第04回:終わらない挑戦
12年間務めた【リッツカールトン・ワシントンD.C.】を離れ、ヘッドハンティングされたシリコンバレーのレストランへ。さらにカンザスでホテルマネジメント、ケープコッドのリゾートホテルの料理長と、アメリカ各地を転々とする。そんななか舞い込んできた【マンダリンオリエンタル東京】立ち上げの話。21年暮らしたアメリカを後にし、山本シェフは日本で勝負することを決意する。そして、アジアを舞台に活躍する現在の仕事、そしてそのやりがいとは。経営者として、そして料理人として、挑戦をし続けるシェフの素顔に迫る。
またもや、ヘッドハンティング
――2000年から3年半暮らしたケープコッドを離れて日本に戻るわけですが、きっかけはなんだったんでしょうか。

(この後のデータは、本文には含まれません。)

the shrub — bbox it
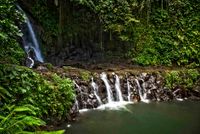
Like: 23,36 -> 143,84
0,64 -> 74,121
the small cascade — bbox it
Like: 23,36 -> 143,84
75,98 -> 79,110
135,79 -> 150,103
91,78 -> 103,105
17,5 -> 44,62
127,78 -> 131,102
26,55 -> 35,68
100,72 -> 114,103
113,74 -> 124,102
73,81 -> 87,108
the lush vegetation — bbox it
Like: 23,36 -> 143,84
165,69 -> 200,90
0,0 -> 200,133
0,64 -> 75,133
28,0 -> 200,67
0,0 -> 25,64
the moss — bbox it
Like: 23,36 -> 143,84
80,71 -> 91,81
0,64 -> 74,121
165,69 -> 200,90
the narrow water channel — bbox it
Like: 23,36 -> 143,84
66,101 -> 200,134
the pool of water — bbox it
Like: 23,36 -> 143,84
66,101 -> 200,134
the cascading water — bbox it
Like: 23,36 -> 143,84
127,78 -> 131,102
100,72 -> 114,103
113,73 -> 124,102
17,5 -> 44,62
135,79 -> 150,103
91,78 -> 103,105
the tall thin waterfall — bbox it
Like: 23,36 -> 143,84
114,74 -> 123,101
135,79 -> 150,103
17,5 -> 44,62
100,72 -> 114,103
127,78 -> 131,101
91,78 -> 103,105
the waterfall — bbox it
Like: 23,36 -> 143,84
91,78 -> 103,105
17,5 -> 44,62
135,79 -> 150,103
100,72 -> 114,103
113,73 -> 123,101
27,55 -> 35,68
127,78 -> 131,102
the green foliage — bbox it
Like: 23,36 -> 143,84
0,64 -> 74,121
0,104 -> 64,134
165,69 -> 200,89
80,71 -> 91,81
133,0 -> 200,67
0,0 -> 24,64
0,105 -> 45,134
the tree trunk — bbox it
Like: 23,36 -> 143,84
56,0 -> 70,52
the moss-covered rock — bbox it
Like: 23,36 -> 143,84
0,64 -> 74,121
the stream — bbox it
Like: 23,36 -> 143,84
65,101 -> 200,134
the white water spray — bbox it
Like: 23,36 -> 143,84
91,78 -> 103,105
113,73 -> 124,101
17,5 -> 44,62
100,72 -> 114,103
135,79 -> 150,103
127,78 -> 131,102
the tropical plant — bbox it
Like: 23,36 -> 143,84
0,0 -> 25,64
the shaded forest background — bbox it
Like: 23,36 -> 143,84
0,0 -> 200,134
20,0 -> 200,67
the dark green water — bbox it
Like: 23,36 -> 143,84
67,102 -> 200,134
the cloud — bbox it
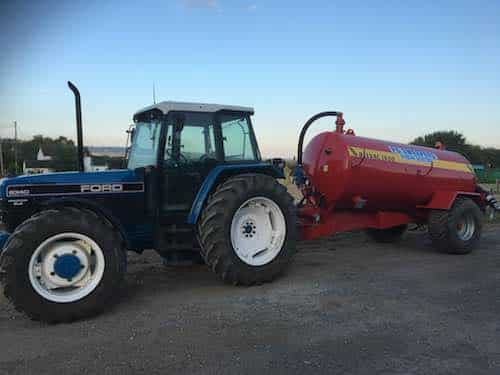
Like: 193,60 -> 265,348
182,0 -> 219,9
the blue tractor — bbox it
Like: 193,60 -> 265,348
0,82 -> 296,322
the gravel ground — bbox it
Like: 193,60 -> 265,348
0,225 -> 500,375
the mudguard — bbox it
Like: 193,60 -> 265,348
417,191 -> 481,210
188,163 -> 285,224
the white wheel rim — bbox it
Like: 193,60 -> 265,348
457,215 -> 476,241
28,233 -> 105,303
231,197 -> 286,266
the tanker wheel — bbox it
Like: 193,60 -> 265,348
0,208 -> 126,323
366,224 -> 408,243
428,198 -> 483,254
198,174 -> 296,285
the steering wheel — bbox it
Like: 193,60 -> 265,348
198,154 -> 217,162
165,149 -> 189,164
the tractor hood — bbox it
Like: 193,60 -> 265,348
0,170 -> 142,198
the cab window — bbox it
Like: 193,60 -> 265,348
128,121 -> 161,169
165,112 -> 217,163
220,114 -> 257,161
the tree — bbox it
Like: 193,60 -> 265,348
411,130 -> 500,168
411,130 -> 466,152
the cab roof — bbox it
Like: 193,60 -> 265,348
134,101 -> 254,118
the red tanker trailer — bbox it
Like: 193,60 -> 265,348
294,112 -> 494,254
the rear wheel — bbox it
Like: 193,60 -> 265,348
366,224 -> 408,243
428,198 -> 483,254
0,208 -> 126,323
198,174 -> 296,285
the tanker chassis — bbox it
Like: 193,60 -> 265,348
0,83 -> 494,322
294,112 -> 499,254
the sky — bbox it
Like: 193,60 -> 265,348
0,0 -> 500,157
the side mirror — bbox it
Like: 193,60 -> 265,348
271,158 -> 286,169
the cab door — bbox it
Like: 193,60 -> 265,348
160,112 -> 221,224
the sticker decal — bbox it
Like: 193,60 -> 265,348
348,146 -> 474,174
7,182 -> 144,197
389,146 -> 438,163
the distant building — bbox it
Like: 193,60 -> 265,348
23,160 -> 55,174
83,155 -> 109,172
36,146 -> 52,161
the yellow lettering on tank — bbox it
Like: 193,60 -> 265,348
348,146 -> 474,174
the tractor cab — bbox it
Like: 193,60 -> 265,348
127,101 -> 261,217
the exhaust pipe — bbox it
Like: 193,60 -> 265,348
68,81 -> 84,172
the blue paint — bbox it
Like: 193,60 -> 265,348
54,254 -> 82,280
0,232 -> 10,253
0,169 -> 143,198
187,163 -> 285,224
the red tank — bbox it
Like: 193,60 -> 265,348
303,131 -> 476,212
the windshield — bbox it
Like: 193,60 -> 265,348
127,121 -> 161,169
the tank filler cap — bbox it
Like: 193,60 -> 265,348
335,112 -> 345,133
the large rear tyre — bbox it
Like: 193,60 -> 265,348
366,224 -> 408,243
198,174 -> 296,285
428,198 -> 483,254
0,208 -> 126,323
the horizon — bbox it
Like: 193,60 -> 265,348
0,0 -> 500,158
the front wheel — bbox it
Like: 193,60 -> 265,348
198,174 -> 296,285
428,198 -> 483,254
0,208 -> 126,323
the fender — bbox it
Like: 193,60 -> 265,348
417,191 -> 481,210
187,163 -> 285,224
38,197 -> 131,248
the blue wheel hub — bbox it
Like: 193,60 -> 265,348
54,254 -> 82,280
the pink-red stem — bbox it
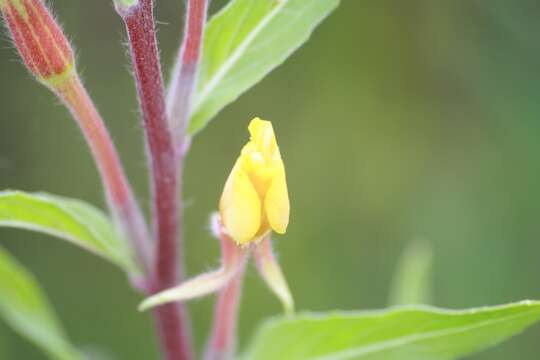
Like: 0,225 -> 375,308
120,0 -> 193,360
167,0 -> 208,151
54,73 -> 152,280
205,233 -> 246,360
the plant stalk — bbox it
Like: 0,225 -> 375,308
167,0 -> 208,153
54,72 -> 152,281
119,0 -> 193,360
205,263 -> 245,360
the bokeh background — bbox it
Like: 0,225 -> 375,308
0,0 -> 540,360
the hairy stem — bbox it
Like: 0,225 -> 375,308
167,0 -> 208,152
205,265 -> 245,360
54,73 -> 152,278
119,0 -> 192,360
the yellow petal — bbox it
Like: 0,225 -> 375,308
220,163 -> 261,244
264,165 -> 290,234
248,118 -> 277,156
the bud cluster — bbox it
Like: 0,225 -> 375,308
0,0 -> 75,87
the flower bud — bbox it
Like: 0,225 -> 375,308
0,0 -> 75,87
219,118 -> 289,245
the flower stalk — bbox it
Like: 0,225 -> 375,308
167,0 -> 208,156
204,267 -> 245,360
116,0 -> 193,360
0,0 -> 151,276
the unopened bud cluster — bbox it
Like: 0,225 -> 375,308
0,0 -> 75,87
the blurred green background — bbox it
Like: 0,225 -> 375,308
0,0 -> 540,360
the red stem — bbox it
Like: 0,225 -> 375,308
167,0 -> 208,151
205,233 -> 246,360
120,0 -> 192,360
54,73 -> 152,280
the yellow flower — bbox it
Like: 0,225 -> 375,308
219,118 -> 289,245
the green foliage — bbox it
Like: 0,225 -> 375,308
0,248 -> 81,360
189,0 -> 339,134
0,191 -> 139,273
246,301 -> 540,360
390,240 -> 433,305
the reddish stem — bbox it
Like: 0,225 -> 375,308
205,232 -> 246,360
120,0 -> 192,360
167,0 -> 208,151
54,73 -> 151,271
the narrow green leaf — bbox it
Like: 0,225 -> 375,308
189,0 -> 339,134
0,247 -> 81,360
0,191 -> 139,273
245,301 -> 540,360
390,240 -> 433,305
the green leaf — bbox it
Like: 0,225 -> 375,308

山本:ケープコッドにいたときに【ザ・リッツカールトン・フィラデルフィア】の総支配人が電話をかけてきて、「じつは我々は、【マンダリンオリエンタル】をつくるんだ。一緒にやろう」と。電話の向こうから「我々の仕事は都会にいてトレンドを追って、新しいことを作っていくことじゃないか?」と言ってくる。僕は痛いところを突くなと思いました。
“楽しい”を越えた「マンダリン」での日々
――それで2005年に日本へ戻ってこられます。任されたポジションは「総料理長」。
山本:「マンダリン」では、シェフとディレクターが2人でコンセプトをつくるんです。ひとつひとつ自分の思いを入れてゼロからコンセプトを決めることができます。子どもがおもちゃ屋で「全部あげる」と言われたみたいな感じですね。マンダリンは、かけているお金の額も違いますし、楽しいの域を超えていましたよ。
――秀さん、どこまでも楽しんでいますね。
「日本に生まれた」ということが恵まれている
料理人としては僕より長けた方はたくさんいます。でも僕には美味しいものがわかる。すごく良かったなと思うのは、自分が日本人に生まれたということなんです。食材はトータルで見たら日本が世界一です。だから若い人には、ひとつのところに閉じこもらないで自分で機会をつくって出て行って、もっとこの食文化を広げていってほしい。日本に生まれ育った、それだけでひとつの才覚を持っていると思うのです。